Chapter 1

5 0 0
                                    



They had been married for three agonizing weeks. Three weeks of silence, bitterness, and the slow, crushing realization that their lives had become something unrecognizable. It was an abomination, this forced union, a cruel game orchestrated by the Ministry in the aftermath of the war—a desperate bid to ensure the continued "purity" and survival of the wizarding world through forced alliances. Sacrificial lambs, that's what they were, thrown into this cursed institution with no thought for their pasts, their desires, or their futures.

Hermione Granger and Draco Malfoy, bound in marriage, the first test subjects in what had become a twisted social experiment. Patient Zero. And it was a disaster.

The initial shock had given way to seething resentment. How could they—two people who had spent years on opposite sides of a bloody war—be forced into something as intimate and sacred as marriage? The idea was laughable, if it wasn't so utterly devastating. They had never spoken more than a few civil words to one another before this; their history was tangled with loathing, accusations, and violence. But now, here they were—Mr. and Mrs. Malfoy.

The days passed in a haze of awkwardness and stifling silence. Malfoy Manor, once opulent and filled with life during Draco's childhood, now felt more like a tomb. The grand halls and lavish rooms echoed with emptiness, making the tension between them almost unbearable. The house, too large for two unwilling residents, felt like a prison neither could escape from.

He had seen his so-called wife a grand total of two times in those three weeks. The first time, she had hurried past him in the hallway, eyes fixed on something far beyond him, her hair wild and untamed, as if she couldn't bear to be in the same air as him for longer than necessary. The second time, they had nearly crossed paths at the entrance of the library—his mother's old sanctuary—and she had exited without so much as a glance in his direction. It was like he didn't exist to her, like he was a ghost haunting the manor rather than the man she had been forcibly bound to.
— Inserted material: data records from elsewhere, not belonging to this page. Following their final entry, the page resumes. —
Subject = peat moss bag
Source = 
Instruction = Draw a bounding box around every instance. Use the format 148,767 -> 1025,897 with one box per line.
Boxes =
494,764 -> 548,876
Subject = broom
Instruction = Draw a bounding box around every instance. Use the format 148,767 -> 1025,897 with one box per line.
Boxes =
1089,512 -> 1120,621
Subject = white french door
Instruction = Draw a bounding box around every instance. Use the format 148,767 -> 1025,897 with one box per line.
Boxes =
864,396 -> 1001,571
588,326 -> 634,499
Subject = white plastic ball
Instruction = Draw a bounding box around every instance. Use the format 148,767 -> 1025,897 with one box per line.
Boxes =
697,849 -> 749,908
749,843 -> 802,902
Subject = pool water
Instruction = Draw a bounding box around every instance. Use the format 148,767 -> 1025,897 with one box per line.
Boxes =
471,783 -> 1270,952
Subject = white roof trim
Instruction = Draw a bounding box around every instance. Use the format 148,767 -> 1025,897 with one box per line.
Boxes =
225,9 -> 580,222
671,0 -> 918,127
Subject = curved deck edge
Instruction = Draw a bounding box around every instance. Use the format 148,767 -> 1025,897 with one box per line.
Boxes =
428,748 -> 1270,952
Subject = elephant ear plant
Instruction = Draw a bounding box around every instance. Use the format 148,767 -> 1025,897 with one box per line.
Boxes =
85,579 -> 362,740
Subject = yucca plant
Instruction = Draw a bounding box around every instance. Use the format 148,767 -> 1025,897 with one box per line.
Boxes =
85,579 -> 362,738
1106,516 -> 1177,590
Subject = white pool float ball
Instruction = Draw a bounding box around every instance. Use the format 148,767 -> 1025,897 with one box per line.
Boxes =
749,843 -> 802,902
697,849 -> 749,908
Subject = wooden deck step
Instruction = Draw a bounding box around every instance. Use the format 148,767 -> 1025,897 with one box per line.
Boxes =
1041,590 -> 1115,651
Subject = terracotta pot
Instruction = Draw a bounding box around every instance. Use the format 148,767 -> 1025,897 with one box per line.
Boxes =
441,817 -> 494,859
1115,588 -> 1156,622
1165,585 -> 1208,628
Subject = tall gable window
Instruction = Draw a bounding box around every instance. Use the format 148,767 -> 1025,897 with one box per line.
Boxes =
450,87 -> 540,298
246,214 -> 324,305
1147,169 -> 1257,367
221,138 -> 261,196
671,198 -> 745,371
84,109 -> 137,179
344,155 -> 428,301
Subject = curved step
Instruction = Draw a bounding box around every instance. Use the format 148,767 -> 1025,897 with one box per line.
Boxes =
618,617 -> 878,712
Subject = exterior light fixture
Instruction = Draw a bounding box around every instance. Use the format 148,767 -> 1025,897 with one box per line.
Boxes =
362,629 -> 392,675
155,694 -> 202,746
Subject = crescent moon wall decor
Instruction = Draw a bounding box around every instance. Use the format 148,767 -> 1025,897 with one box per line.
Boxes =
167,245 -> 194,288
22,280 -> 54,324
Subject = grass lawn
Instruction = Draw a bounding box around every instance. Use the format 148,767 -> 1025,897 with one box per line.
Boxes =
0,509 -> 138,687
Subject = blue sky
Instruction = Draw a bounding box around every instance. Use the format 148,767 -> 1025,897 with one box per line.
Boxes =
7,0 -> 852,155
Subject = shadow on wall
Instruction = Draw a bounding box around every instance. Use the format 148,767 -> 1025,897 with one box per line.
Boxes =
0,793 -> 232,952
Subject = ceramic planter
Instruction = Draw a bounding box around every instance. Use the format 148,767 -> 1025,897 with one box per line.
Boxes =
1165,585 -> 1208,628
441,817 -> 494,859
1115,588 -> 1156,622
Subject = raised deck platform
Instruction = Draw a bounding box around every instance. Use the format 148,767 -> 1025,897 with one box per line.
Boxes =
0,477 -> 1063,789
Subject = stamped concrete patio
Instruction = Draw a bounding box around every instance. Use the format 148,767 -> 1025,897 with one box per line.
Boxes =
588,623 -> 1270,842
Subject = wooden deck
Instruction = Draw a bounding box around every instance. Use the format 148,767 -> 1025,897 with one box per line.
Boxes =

She didn't look at him. She didn't speak to him. And, somehow, that was worse than the screaming matches he'd envisioned. Silence gnawed at him in a way insults and curses never could. It left him hollow.

He was bored. And more than that—he was miserable. Trapped in his own ancestral home, a place that had once been a symbol of power and pride, now a cage where he felt more alone than he had ever felt in his life. It was suffocating. And Hermione's deliberate avoidance of him only deepened the wound.

He spent his days wandering the manor, trying to fill the long hours with anything to keep his mind off the pit that had formed in his stomach. He roamed the corridors, poked through ancient relics in forgotten rooms, and spent far too many hours staring at the fire in his father's old study, lost in thought. Anything to stave off the gnawing sense of failure, of emptiness, of loss.

He was an orphan now—barely nineteen and already an orphan. The war had taken everything from him. His parents were gone, swept away in the storm of Voldemort's defeat. The once-powerful Malfoy family had crumbled, and he was left to pick up the pieces of a legacy he no longer knew what to do with.

Orphaned, but not alone. Not technically. No, he had a wife now. Hermione Granger, the golden girl of the Order, the witch who had saved countless lives and fought for justice, was his wife. But it didn't feel real. It felt like a cruel cosmic joke.

She had made it clear, without ever uttering a word, that she wanted nothing to do with him. Her absence was as palpable as a slap to the face. And Draco... he was too proud, too wounded, to try to bridge the gap.

What could he say to her, anyway? "Sorry about all those years of torment and bloodshed. Fancy a cup of tea?" The very thought was ridiculous. No, he would let her keep her distance, let her retreat into the one place in the manor that wasn't stained by his family's dark history—the library.